Her friends are playing together. ‘Let’s pretend…’ one of them shouted and they all gathered round. They’re being superheroes saving the world with lots of yelling and jostling as they unleash their magical powers. That was when she walked away. ‘I don’t want to pretend,’ she’d said and headed off alone to the swings.
She doesn’t want to pretend. I loved make-believe games at her age, being a mermaid, an explorer in the Amazon rainforest or an astronaut on the moon; being whatever I wanted to be.
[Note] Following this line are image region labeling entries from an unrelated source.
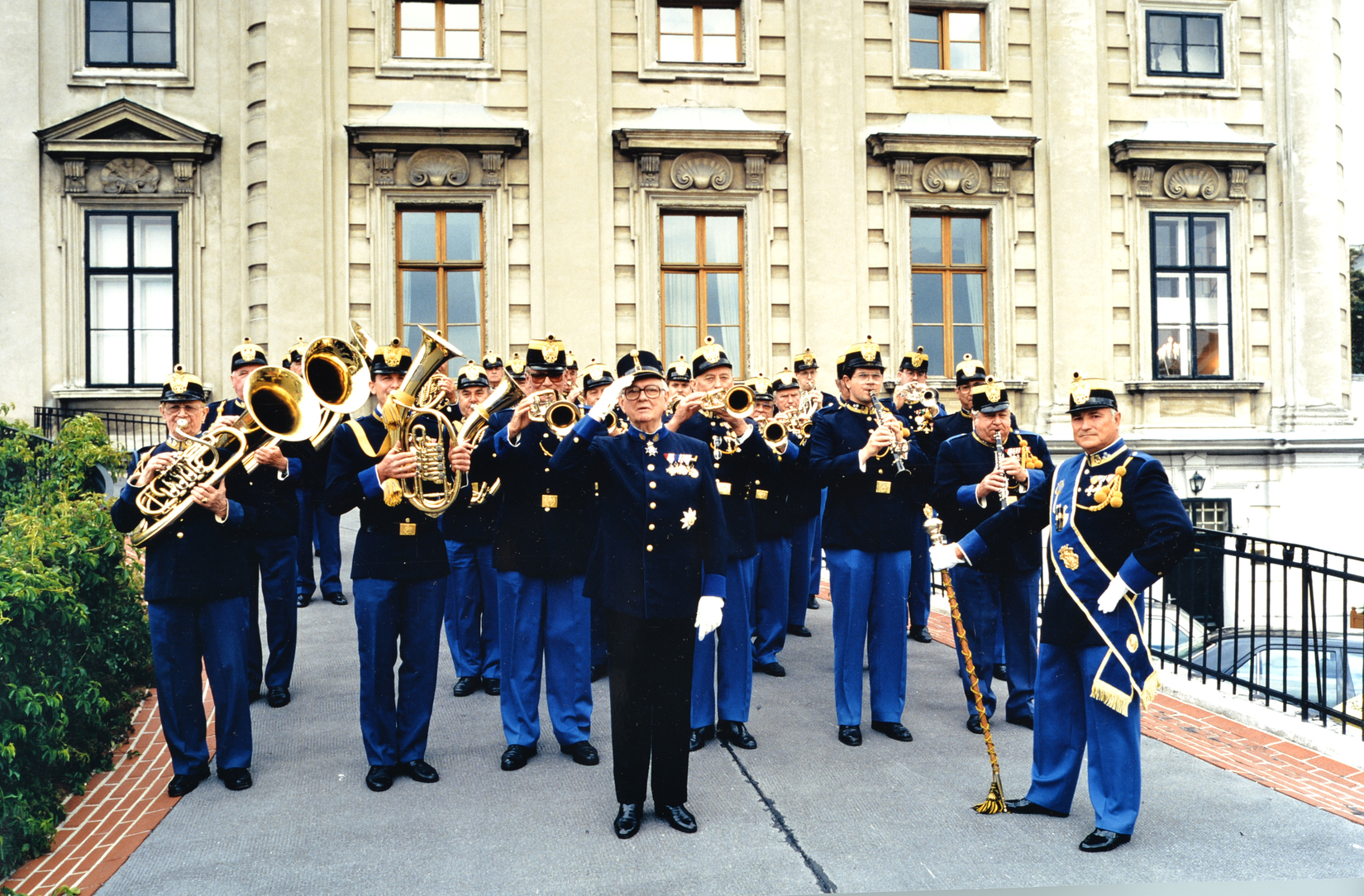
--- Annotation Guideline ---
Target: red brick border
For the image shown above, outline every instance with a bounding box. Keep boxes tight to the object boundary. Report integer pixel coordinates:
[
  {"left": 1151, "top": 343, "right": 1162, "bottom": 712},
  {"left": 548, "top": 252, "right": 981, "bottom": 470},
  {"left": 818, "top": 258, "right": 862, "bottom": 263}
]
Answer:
[{"left": 4, "top": 674, "right": 214, "bottom": 896}]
I’ve left the games behind but I’m still pretending. I pretend to be the daughter my parents want, the girlfriend my boyfriend wants, the employee my boss wants. I’m not what I want to be. I lack the courage of a nine-year-old playing her own game.
When the park is empty of children I walk to the swings and sit down on the rubber seat. I copy the girl. Legs push off and I move back, forward, back, forward, back. Soon I am flying as high as she was. I laugh even though the swing’s motion petrifies me. Forward and back, forward and back. My stomach flips so I stop propelling with my legs. The swing slows and soon I am sitting motionless, my feet on the ground. Safe again.
I don’t want to pretend. For the next few weeks after work, when the park is deserted, I visit the swings. As I swoop back and forth, I learn how to breathe under water. As I fly high, I learn how to navigate my way through the deepest jungle and, finally, while soaring to and fro, I learn to walk on the lunar surface.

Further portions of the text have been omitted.